Liner note by Roland from BtP


‘Ordine cuncta vigent’

Forty kilometres west of the Danish capital, Copenhagen, lies the little town of Lejre (pop. 3,000), seat of the pre-Viking kings, both historical and legendary. With its Stone Age villages and ship burials, the area is visibly steeped in history: dating from the 1740s, the rococo Palace of Ledreborg is a relative newcomer. Eight generations of the Holstein-Ledreborg family have lived here, sculpting and refining a baroque estate of 4,000 acres: its lime-tree avenue, at 7.3 kilometres, is said to be the longest in Northern Europe, and runs from the Royal Cathedral city of Roskilde, through Lejre, up the hill to the Palace courtyard and chapel, ending at the family grave-mound. In 1994, the Countess Silvia inaugurated an annual weekend of orchestral concerts in the valley behind the castle. And for 23,000 people, foregathered in August 2006, history was to be made again, with a world-class rock band at the heart of the music.

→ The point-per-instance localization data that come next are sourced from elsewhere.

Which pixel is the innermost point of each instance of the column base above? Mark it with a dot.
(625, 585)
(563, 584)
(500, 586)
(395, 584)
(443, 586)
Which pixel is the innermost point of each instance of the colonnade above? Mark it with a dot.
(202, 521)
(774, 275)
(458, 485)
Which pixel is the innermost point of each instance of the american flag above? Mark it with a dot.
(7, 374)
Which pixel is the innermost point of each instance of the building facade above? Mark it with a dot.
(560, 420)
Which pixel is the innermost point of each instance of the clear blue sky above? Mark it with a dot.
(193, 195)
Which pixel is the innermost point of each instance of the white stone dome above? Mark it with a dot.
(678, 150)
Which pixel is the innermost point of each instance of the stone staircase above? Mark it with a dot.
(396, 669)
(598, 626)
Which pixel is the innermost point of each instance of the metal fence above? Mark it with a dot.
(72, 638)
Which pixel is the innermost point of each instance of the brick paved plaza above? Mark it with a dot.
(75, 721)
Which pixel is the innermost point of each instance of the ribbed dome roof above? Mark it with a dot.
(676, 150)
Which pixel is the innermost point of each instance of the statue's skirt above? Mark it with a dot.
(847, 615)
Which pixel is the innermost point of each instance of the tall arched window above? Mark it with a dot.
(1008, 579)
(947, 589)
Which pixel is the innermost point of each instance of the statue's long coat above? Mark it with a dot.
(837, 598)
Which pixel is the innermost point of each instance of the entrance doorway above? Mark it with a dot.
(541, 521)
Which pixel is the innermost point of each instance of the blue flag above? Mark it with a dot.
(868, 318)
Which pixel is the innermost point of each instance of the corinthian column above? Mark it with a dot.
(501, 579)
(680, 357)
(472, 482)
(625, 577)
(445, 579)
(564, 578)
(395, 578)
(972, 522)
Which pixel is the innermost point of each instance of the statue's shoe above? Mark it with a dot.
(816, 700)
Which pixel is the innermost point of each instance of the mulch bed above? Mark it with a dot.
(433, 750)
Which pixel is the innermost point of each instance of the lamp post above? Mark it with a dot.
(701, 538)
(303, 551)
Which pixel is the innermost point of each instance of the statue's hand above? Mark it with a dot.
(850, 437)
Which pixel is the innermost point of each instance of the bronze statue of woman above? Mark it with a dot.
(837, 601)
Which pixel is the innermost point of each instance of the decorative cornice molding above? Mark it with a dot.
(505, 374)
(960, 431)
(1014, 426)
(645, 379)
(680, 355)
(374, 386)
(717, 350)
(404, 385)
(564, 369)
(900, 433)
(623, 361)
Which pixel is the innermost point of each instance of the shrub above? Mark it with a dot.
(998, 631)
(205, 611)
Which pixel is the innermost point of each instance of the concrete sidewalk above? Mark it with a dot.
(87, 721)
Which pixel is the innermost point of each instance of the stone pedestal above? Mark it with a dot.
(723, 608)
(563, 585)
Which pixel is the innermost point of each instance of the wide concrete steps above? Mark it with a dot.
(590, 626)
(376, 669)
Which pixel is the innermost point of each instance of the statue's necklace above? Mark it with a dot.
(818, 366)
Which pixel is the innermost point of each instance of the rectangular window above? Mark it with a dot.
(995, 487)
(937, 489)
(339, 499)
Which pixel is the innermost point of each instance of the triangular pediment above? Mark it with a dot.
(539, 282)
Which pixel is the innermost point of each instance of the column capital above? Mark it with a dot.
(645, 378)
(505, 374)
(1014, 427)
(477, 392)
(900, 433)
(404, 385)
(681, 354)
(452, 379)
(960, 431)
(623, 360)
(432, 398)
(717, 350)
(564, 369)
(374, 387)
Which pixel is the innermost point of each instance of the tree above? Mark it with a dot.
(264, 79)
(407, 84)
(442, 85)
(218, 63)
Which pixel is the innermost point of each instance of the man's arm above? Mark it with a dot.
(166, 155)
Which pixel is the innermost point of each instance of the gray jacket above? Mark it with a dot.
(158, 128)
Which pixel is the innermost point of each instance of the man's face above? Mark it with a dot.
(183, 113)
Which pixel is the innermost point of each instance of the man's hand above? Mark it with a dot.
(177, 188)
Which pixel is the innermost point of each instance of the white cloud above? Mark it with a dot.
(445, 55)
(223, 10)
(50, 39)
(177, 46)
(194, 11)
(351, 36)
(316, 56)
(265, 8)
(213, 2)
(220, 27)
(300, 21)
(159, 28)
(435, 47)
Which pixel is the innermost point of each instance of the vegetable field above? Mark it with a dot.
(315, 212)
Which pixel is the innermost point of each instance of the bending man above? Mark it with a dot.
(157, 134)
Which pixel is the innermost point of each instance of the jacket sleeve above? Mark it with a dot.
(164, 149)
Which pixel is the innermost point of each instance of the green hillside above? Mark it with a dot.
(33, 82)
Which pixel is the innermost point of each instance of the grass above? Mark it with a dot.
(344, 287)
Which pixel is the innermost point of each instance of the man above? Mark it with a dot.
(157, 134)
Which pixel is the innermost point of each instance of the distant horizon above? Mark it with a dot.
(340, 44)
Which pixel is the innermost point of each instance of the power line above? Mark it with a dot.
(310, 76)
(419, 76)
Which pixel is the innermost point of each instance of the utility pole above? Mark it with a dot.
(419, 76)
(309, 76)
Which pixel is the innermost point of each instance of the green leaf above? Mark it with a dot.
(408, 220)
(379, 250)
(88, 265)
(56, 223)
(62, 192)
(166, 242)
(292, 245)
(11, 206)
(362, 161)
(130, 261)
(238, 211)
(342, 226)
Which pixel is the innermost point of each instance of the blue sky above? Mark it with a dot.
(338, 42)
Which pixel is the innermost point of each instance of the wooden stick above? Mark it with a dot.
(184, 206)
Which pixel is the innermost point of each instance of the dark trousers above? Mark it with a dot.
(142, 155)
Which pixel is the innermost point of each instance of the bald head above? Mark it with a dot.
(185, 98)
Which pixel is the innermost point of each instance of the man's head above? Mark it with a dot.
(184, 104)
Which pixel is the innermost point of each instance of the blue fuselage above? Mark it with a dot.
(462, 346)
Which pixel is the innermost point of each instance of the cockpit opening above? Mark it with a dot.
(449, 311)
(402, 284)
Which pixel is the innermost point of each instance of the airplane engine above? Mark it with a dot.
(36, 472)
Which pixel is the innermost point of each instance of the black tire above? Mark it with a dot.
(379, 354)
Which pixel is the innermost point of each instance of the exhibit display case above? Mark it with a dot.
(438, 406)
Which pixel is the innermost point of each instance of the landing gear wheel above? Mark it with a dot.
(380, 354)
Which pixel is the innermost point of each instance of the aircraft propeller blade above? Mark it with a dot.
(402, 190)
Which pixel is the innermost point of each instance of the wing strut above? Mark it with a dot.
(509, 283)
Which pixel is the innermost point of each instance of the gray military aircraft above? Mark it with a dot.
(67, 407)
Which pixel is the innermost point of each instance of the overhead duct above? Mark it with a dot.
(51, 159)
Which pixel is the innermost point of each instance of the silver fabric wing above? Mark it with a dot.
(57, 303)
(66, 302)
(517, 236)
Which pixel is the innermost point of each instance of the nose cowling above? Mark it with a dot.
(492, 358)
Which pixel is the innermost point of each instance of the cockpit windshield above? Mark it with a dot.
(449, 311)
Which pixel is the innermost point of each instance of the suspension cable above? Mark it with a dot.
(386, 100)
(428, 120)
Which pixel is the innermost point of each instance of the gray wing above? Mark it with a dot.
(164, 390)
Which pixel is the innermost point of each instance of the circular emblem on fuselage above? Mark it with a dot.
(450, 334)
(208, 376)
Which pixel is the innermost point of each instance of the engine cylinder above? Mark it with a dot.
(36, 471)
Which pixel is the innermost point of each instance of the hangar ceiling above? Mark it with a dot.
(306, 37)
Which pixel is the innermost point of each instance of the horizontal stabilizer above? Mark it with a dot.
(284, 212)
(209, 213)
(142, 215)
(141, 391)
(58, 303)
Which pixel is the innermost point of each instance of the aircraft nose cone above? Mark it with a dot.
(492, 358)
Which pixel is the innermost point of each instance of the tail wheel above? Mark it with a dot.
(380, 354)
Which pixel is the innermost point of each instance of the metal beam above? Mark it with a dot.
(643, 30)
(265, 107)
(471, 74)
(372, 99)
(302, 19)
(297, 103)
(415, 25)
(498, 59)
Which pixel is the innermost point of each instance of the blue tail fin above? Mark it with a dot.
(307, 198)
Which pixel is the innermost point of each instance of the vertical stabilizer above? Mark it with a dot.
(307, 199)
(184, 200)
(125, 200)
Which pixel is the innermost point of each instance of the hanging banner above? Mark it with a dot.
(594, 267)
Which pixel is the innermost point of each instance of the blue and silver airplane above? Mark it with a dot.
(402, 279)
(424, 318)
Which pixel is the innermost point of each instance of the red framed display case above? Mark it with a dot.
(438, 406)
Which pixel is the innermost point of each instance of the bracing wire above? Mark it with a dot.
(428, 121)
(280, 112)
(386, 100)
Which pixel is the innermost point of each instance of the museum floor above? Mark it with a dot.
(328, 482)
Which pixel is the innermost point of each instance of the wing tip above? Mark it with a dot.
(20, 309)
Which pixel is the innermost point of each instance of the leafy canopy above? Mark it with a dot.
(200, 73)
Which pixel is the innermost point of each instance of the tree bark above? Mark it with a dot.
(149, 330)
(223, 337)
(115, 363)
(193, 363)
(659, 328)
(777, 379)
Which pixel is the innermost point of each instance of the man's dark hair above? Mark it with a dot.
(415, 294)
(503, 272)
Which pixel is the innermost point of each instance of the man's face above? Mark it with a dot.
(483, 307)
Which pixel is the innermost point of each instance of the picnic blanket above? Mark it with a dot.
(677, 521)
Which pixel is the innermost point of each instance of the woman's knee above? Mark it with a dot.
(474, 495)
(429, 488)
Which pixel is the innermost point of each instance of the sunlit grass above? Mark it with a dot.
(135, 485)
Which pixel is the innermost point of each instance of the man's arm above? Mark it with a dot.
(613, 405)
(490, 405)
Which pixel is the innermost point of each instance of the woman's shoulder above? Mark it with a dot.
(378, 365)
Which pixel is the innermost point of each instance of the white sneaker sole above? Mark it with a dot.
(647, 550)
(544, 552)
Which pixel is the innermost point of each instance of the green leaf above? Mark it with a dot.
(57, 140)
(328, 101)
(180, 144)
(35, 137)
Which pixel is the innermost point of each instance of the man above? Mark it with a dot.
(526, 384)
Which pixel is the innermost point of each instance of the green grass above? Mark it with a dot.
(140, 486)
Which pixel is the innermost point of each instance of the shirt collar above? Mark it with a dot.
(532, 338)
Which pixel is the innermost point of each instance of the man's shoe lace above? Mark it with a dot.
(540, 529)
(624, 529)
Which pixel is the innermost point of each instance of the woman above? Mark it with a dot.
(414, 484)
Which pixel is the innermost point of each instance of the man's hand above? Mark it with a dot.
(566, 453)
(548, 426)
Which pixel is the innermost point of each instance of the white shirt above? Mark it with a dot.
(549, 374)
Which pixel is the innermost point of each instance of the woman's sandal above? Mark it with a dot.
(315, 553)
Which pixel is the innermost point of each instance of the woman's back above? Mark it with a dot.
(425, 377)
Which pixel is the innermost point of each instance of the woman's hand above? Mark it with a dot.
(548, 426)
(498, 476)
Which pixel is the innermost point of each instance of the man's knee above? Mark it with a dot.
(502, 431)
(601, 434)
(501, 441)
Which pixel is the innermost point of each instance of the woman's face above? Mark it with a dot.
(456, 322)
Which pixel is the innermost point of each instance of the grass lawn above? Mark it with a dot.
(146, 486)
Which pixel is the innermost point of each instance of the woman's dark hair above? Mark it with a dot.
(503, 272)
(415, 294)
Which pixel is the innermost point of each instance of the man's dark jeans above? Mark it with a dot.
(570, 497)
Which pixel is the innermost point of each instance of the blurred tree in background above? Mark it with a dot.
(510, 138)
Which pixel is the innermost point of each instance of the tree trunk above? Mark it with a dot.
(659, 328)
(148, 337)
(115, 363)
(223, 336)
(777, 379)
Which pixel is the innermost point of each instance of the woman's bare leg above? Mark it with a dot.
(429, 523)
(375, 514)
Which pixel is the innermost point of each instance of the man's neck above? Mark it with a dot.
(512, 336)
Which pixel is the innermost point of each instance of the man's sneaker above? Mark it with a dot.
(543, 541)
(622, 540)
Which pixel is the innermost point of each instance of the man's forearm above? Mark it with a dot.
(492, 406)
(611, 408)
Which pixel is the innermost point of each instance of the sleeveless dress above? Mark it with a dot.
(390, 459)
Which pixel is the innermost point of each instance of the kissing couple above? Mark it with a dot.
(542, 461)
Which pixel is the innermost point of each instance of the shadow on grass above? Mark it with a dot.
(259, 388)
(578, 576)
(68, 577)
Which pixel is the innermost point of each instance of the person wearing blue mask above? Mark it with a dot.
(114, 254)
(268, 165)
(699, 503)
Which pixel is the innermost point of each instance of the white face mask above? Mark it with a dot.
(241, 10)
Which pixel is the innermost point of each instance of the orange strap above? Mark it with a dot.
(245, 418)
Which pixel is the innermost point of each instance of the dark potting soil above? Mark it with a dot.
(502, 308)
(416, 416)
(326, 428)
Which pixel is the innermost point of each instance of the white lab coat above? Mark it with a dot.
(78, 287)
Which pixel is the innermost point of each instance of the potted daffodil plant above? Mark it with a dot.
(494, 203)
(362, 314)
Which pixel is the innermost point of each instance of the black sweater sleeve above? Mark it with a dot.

Procol Harum relax in the hospitality tent before their Saturday début, confident in each other’s musicianship and the magic they are about to unleash. They seem like a secure family, born over four decades, but unified by their timeless music. Gary Brooker, voice and piano, the inspirational ‘Commander’ and 39-year constant amid the mutating line-ups that have coalesced round the remarkable songs he writes with lyricist Keith Reid; Geoff Whitehorn, first-call guitarist to the stars, happiest in his Procol context; Mark Brzezicki, drummer from Big Country; Matt Pegg, with his illustrious bass-playing pedigree; and Josh Phillips, award-winning TV composer, lately settled on the organ bench after many years’ deputising, and looking forward to playing his first orchestral show with the band. “It’s like a weird dream,” he confides, “playing arrangements I grew up with.” As a nine-year-old Josh saw Procol play London with the Royal Philharmonic Orchestra, the year their gold-selling Edmonton Symphony album came out.

Procol Harum first played live with orchestra in 1969 at the Stratford Shakespeare Festival in Ontario, throwing down the gauntlet that would shortly be taken up by symphonic dabblers like Deep Purple and The Nice. Thanks to the renown of 1971’s Live with the Edmonton Symphony record and its lavish studio successor, Grand Hotel, Procol acquired a reputation for ‘classical’ leanings. Yet Brooker insists that “our heart is in the blues, with a handful of clever chords”, and the band has played only eighteen orchestral gigs in their first forty years, though they’ve been high-profile collaborations with the likes of the LA Philharmonic, the London Symphony Orchestra and the Hallé.

The Edmonton recording – for all its eventual success – was famously a nightmare of last-minute logistic, technical and bureaucratic problems; but 2006’s Danish shows, ten months in the planning under concert supremo Jens Hofman, take the Ledreborg family motto Ordine cuncta vigent – ‘sound organising makes success’ – as their mantra.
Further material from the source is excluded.